By Aaron Gray-Block
A Dutch civil court rejected on Tuesday a challenge to the immunity of the United Nations, dealing a blow to efforts to hold the world body accountable for the Srebrenica massacre in the 1992-95 Bosnian war.
Lawyers representing 6,000 surviving relatives of the Srebrenica victims have mounted several legal challenges in Dutch courts against the Dutch state and the United Nations for failing to prevent the Srebrenica killings in 1995.
But the appeals court ruling in The Hague on Tuesday confirmed a lower court's decision in July 2008 that the United Nations could not be called before any court of law.
The law firm representing the group Mothers of Srebrenica said it was "remarkable" that the appeals court ruled in favour of U.N. immunity without first presenting the question to the European Court of Justice in Luxembourg.
"The question of whether the U.N. enjoys absolute immunity is a matter of principle when viewed from the perspective of fundamental European civil rights," lawyers Marco Gerritsen and Axel Hagedorn said in a statement.

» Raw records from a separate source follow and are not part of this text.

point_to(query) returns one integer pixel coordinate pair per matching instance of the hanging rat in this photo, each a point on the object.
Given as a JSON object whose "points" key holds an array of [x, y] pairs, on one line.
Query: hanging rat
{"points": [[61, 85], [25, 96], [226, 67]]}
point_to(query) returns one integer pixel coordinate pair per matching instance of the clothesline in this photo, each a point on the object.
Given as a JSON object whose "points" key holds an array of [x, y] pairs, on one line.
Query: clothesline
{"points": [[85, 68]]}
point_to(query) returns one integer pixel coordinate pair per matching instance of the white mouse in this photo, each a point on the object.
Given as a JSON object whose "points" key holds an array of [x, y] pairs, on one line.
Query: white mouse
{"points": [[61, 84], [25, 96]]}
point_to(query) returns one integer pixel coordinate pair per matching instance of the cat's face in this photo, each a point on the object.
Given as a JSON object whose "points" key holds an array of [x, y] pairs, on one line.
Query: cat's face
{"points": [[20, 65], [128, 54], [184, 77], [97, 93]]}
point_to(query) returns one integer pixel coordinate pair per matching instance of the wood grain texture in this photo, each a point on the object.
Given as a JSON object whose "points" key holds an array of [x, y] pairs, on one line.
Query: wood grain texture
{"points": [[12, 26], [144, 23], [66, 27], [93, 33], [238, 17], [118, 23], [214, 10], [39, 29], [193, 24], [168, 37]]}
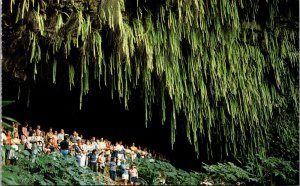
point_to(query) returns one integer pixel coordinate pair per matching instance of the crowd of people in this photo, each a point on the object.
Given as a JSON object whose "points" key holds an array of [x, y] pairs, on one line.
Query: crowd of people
{"points": [[101, 155]]}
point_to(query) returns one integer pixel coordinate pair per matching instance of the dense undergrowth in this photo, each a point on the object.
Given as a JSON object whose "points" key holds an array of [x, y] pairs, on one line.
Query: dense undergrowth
{"points": [[53, 170]]}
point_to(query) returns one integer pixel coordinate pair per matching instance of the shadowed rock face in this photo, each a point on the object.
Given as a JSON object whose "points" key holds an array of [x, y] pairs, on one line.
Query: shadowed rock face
{"points": [[54, 106]]}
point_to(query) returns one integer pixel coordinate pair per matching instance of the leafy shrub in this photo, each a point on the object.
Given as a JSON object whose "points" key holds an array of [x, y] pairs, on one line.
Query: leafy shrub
{"points": [[47, 171]]}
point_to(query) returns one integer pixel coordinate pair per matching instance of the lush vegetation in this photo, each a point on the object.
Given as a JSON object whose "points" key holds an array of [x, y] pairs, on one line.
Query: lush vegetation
{"points": [[221, 65], [49, 170]]}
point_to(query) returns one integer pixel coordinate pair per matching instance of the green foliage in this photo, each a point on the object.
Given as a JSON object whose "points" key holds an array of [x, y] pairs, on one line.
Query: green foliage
{"points": [[221, 64], [271, 169], [48, 170], [229, 173], [153, 172]]}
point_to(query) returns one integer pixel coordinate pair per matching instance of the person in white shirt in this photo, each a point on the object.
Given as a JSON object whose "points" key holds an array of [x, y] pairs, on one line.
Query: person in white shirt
{"points": [[61, 136], [102, 145]]}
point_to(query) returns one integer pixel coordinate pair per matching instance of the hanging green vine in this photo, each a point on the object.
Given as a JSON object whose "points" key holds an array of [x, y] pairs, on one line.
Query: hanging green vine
{"points": [[222, 64]]}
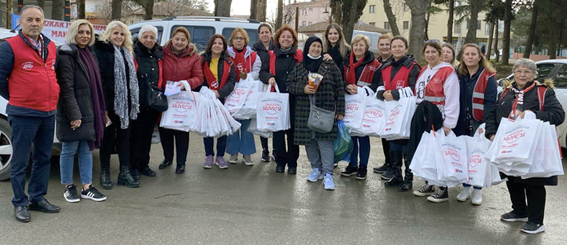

One of those civil rights is the right to effective legal protection and the final decision should rest with the European Court of Justice, they said.
Gerritsen and Hagedorn, of the law firm Van Diepen Van der Kroef Advocaten, said they would appeal against Tuesday's ruling in the Dutch Supreme Court, requesting that the Supreme Court refer the matter to the European Court of Justice.
About 8,000 Bosnian Muslim men and boys were killed at Srebrenica after Bosnian Serb forces overran the U.N.-protected enclave where Dutch peacekeeping troops were stationed to protect civilians.
In a case brought by Bosnia, the International Court of Justice ruled in 2007 the massacre constituted genocide.
The Netherlands has said its troops were abandoned by the United Nations, which gave them no air support.
Tuesday's ruling in The Hague dealt only with the issue of U.N. immunity, leaving the question of whether the Dutch state also had immunity still to be decided.